Tag Archives: World War II

B-25 Mitchell bomber

B-25

Proof, in case any was needed, that World War II was not fought in black-n-white by aged segregationists, homophobes and sexists masquerading as “the greatest generation,” but actually by the young and middle-aged in Kodachrome color.

The rest, unfortunately, is true, except the “greatest generation” twaddle invented by a biased television news reader who has, mercifully, retired. Not that I ever watch his former employer’s contemporary nonsense anyhow.

Via Shorpy

Easter 1944

Command performance dawn religious service and staged publicity photograph, Easter 1944, at Hendricks Field, Sebring, Florida, where my father was then a student pilot in the B-17 bomber.

A few months later, he moved on to Kansas for pilot training in the B-29. I, who was but two months old at Easter, 1944, went back to Sebring in 1974 as a journalist covering the Sebring international auto races.

USS Abercrombie

USS Abercrombie DE 343

Sunk on purpose by Navy Skyhawks in 1968, she lies somewhere on the bottom of the Pacific off Baja, CA. But while she lived, as related in Little Ship Big War, The Saga of DE343, she was a microcosm of World War II and its civilian and professional sailors.

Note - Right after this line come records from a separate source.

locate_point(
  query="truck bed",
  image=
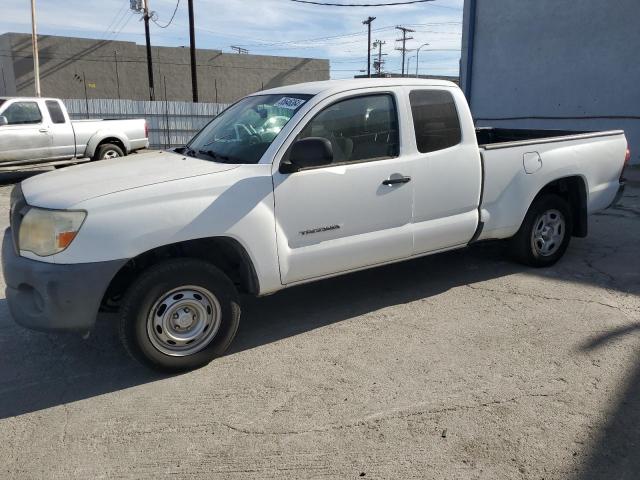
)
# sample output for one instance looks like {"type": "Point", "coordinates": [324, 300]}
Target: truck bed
{"type": "Point", "coordinates": [518, 163]}
{"type": "Point", "coordinates": [490, 136]}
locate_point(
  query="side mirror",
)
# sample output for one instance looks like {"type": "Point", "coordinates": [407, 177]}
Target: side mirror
{"type": "Point", "coordinates": [308, 152]}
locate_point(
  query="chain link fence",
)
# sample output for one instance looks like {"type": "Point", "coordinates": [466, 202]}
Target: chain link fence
{"type": "Point", "coordinates": [170, 123]}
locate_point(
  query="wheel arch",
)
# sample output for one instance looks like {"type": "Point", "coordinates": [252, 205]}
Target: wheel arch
{"type": "Point", "coordinates": [102, 138]}
{"type": "Point", "coordinates": [574, 190]}
{"type": "Point", "coordinates": [226, 253]}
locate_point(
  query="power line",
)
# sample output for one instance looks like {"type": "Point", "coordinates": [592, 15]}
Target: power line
{"type": "Point", "coordinates": [116, 17]}
{"type": "Point", "coordinates": [407, 2]}
{"type": "Point", "coordinates": [172, 17]}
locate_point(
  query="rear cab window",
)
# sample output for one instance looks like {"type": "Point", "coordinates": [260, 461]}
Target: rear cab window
{"type": "Point", "coordinates": [23, 113]}
{"type": "Point", "coordinates": [55, 111]}
{"type": "Point", "coordinates": [435, 120]}
{"type": "Point", "coordinates": [360, 129]}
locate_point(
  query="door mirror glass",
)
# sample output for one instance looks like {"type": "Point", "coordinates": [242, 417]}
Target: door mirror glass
{"type": "Point", "coordinates": [309, 152]}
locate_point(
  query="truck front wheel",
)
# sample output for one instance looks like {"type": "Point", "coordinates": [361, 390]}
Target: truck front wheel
{"type": "Point", "coordinates": [179, 315]}
{"type": "Point", "coordinates": [107, 151]}
{"type": "Point", "coordinates": [545, 232]}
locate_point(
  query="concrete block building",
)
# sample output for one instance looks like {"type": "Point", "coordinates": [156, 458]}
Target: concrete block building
{"type": "Point", "coordinates": [554, 64]}
{"type": "Point", "coordinates": [116, 69]}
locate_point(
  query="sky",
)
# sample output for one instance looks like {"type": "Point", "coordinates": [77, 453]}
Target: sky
{"type": "Point", "coordinates": [265, 27]}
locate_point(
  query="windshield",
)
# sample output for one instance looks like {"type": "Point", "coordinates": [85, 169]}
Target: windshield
{"type": "Point", "coordinates": [243, 132]}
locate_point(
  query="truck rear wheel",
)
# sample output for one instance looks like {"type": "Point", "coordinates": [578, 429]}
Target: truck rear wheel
{"type": "Point", "coordinates": [545, 232]}
{"type": "Point", "coordinates": [108, 151]}
{"type": "Point", "coordinates": [179, 315]}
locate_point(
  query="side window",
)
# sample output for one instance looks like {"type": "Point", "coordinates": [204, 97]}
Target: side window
{"type": "Point", "coordinates": [435, 120]}
{"type": "Point", "coordinates": [20, 113]}
{"type": "Point", "coordinates": [55, 111]}
{"type": "Point", "coordinates": [359, 128]}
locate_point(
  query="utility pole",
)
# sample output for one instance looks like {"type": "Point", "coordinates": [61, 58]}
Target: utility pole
{"type": "Point", "coordinates": [146, 16]}
{"type": "Point", "coordinates": [34, 45]}
{"type": "Point", "coordinates": [404, 39]}
{"type": "Point", "coordinates": [367, 22]}
{"type": "Point", "coordinates": [418, 58]}
{"type": "Point", "coordinates": [378, 63]}
{"type": "Point", "coordinates": [115, 58]}
{"type": "Point", "coordinates": [192, 47]}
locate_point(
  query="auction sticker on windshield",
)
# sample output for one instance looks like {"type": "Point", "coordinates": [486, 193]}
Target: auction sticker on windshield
{"type": "Point", "coordinates": [289, 103]}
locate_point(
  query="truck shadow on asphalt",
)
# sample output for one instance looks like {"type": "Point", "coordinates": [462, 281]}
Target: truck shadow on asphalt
{"type": "Point", "coordinates": [614, 453]}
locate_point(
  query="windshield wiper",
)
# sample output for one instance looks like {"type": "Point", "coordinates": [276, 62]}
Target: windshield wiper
{"type": "Point", "coordinates": [216, 156]}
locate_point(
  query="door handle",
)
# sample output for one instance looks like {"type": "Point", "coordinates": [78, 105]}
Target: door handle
{"type": "Point", "coordinates": [393, 181]}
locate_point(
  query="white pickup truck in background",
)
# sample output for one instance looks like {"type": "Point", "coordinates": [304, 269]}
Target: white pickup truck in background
{"type": "Point", "coordinates": [39, 130]}
{"type": "Point", "coordinates": [356, 174]}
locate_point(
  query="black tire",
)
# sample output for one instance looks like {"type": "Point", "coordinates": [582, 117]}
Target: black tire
{"type": "Point", "coordinates": [525, 249]}
{"type": "Point", "coordinates": [106, 150]}
{"type": "Point", "coordinates": [152, 287]}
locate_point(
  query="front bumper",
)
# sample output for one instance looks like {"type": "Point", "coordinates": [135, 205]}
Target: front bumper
{"type": "Point", "coordinates": [53, 297]}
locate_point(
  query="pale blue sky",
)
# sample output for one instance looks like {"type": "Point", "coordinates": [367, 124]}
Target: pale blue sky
{"type": "Point", "coordinates": [269, 27]}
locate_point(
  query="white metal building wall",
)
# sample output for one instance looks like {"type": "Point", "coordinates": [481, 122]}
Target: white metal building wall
{"type": "Point", "coordinates": [554, 64]}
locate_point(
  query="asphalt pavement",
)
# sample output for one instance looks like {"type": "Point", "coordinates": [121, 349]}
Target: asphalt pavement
{"type": "Point", "coordinates": [462, 365]}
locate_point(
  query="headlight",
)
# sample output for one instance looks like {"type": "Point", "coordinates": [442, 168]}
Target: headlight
{"type": "Point", "coordinates": [46, 232]}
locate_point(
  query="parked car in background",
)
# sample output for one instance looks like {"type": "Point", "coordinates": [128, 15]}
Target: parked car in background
{"type": "Point", "coordinates": [350, 175]}
{"type": "Point", "coordinates": [39, 130]}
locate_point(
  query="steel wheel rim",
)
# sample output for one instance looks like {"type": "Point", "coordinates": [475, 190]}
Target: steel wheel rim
{"type": "Point", "coordinates": [184, 321]}
{"type": "Point", "coordinates": [110, 154]}
{"type": "Point", "coordinates": [548, 232]}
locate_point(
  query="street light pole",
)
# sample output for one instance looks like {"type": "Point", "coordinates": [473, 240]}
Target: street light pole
{"type": "Point", "coordinates": [192, 52]}
{"type": "Point", "coordinates": [418, 57]}
{"type": "Point", "coordinates": [34, 45]}
{"type": "Point", "coordinates": [367, 22]}
{"type": "Point", "coordinates": [146, 17]}
{"type": "Point", "coordinates": [409, 64]}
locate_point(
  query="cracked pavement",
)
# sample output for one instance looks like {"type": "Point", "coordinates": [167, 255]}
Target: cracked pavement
{"type": "Point", "coordinates": [461, 365]}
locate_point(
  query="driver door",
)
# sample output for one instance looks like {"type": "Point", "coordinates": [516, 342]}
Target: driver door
{"type": "Point", "coordinates": [346, 215]}
{"type": "Point", "coordinates": [26, 137]}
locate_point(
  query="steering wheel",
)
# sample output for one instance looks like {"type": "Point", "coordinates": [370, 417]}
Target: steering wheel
{"type": "Point", "coordinates": [242, 131]}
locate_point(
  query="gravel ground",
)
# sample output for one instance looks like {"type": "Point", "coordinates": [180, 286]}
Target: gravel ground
{"type": "Point", "coordinates": [462, 365]}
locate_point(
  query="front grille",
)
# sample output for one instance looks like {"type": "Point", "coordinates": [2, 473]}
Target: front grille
{"type": "Point", "coordinates": [18, 208]}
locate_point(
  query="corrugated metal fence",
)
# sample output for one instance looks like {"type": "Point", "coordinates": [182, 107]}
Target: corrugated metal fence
{"type": "Point", "coordinates": [170, 123]}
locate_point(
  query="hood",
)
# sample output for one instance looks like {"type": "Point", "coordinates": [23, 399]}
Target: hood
{"type": "Point", "coordinates": [67, 187]}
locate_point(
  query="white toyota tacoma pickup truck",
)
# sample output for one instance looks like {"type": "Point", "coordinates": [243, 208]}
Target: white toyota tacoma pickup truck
{"type": "Point", "coordinates": [289, 186]}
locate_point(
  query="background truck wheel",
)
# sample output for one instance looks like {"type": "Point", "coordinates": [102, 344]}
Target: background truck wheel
{"type": "Point", "coordinates": [545, 232]}
{"type": "Point", "coordinates": [179, 315]}
{"type": "Point", "coordinates": [107, 151]}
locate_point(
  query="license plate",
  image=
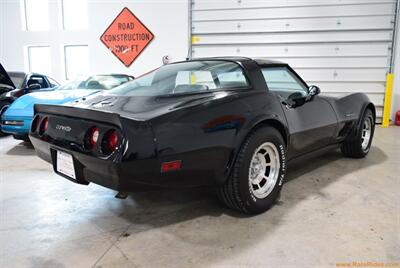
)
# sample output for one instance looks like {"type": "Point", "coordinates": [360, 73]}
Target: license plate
{"type": "Point", "coordinates": [65, 164]}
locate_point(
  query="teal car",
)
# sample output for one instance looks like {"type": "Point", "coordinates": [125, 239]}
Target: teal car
{"type": "Point", "coordinates": [17, 119]}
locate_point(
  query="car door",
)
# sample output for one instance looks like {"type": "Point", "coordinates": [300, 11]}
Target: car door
{"type": "Point", "coordinates": [311, 119]}
{"type": "Point", "coordinates": [35, 79]}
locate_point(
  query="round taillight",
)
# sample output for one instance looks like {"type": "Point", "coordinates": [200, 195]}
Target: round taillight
{"type": "Point", "coordinates": [93, 136]}
{"type": "Point", "coordinates": [44, 125]}
{"type": "Point", "coordinates": [35, 123]}
{"type": "Point", "coordinates": [110, 141]}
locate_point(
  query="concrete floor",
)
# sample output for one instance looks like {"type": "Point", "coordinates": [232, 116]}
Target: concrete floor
{"type": "Point", "coordinates": [332, 210]}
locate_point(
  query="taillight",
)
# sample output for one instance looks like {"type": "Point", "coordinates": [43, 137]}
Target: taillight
{"type": "Point", "coordinates": [35, 123]}
{"type": "Point", "coordinates": [110, 142]}
{"type": "Point", "coordinates": [44, 125]}
{"type": "Point", "coordinates": [92, 137]}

Even down to her irascible captain who fled her, unceremoniously, in the midst of the nightmarish Okinawa campaign in which she fought off sixteen kamikaze attacks. All deftly explained by one of her officers turned author Cmdr Edward P. Stafford. Well worth the read.

One truly amazing thing about the book is that it was originally published in 1984. You’d never know it by the prose. Nothing seems dated. Amazon is selling used copies of the 2000 edition, but mine looks new.

Little Ship Big War

LSMR-ADeck view of an LSMR, from this hobbyist’s page. New stuff to me, these special ships carrying rockets to support troop landings, encountered in Little Ship Big War, The Saga of DE343, by Edward Peary Stafford.

Good book it is, with much day-to-day detail of life aboard a destroyer escort in the last months of World War II. I had no idea, for instance, that the infamous kamikazes did not just dive down on a ship, but also came in low, on the water, to collide with the front, back or side of a ship At Okinawa, there were twin-engine suicide bombers,  suicide boats, even suicide swimmers with bombs. Japanese jihadis!

DE343, the USS Abercrombie, was named for a Devastator pilot shot down at Midway. His namesake ship saw a lot less action, but when it did it was hair-raising. Stafford also wrote The Big E, a newly republished 1964 bestseller which I may read next.

AT-6 Texan

AT-6 Texan Private version of the Texan (distinguishable from the Harvards sold to UK, NZ and Canada by its lack of an exhaust pipe extension from the cowling) the ubiquitous pilot trainer of World War 2.

PT-19 trainees

Cuero_TX_PT-19_pilots_1942.jpg

It never gets this cold in Cuero, southeast of Austin, but these boys are headed to altitude in open cockpits. Taken at the former Cuero Army Air Field in 1942 when this was basic pilot training. I do not subscribe to the "greatest generation" baloney, which I think mainly scorns Korea and Vietnam veterans, but it’s for sure these guys had to deal with some fairly primitive technology. They were just lucky to have the almost complete backing of the whole country during their war.

As We May Think

I’d heard of this classic essay by Vannevar Bush (who was apparently unrelated to the later presidents) a few times but never read it until recently. Written in 1945, it summarizes some of the ways in which science helped win World War II (without getting specific about radar or much else, however) and what it will do in the future.

VB seems to predict the desktop computer, a Windows-like operating system (graphical user interface) and Google-type search engines: "Wholly new forms of encyclopedias will appear, ready made with a mesh of associative trails running through them, ready to be dropped into the memex and there amplified." Even digital photography gets a hint or two. It’s long, at twenty-two pages, and the sexism of the day is jarring, but it’s still worth the effort.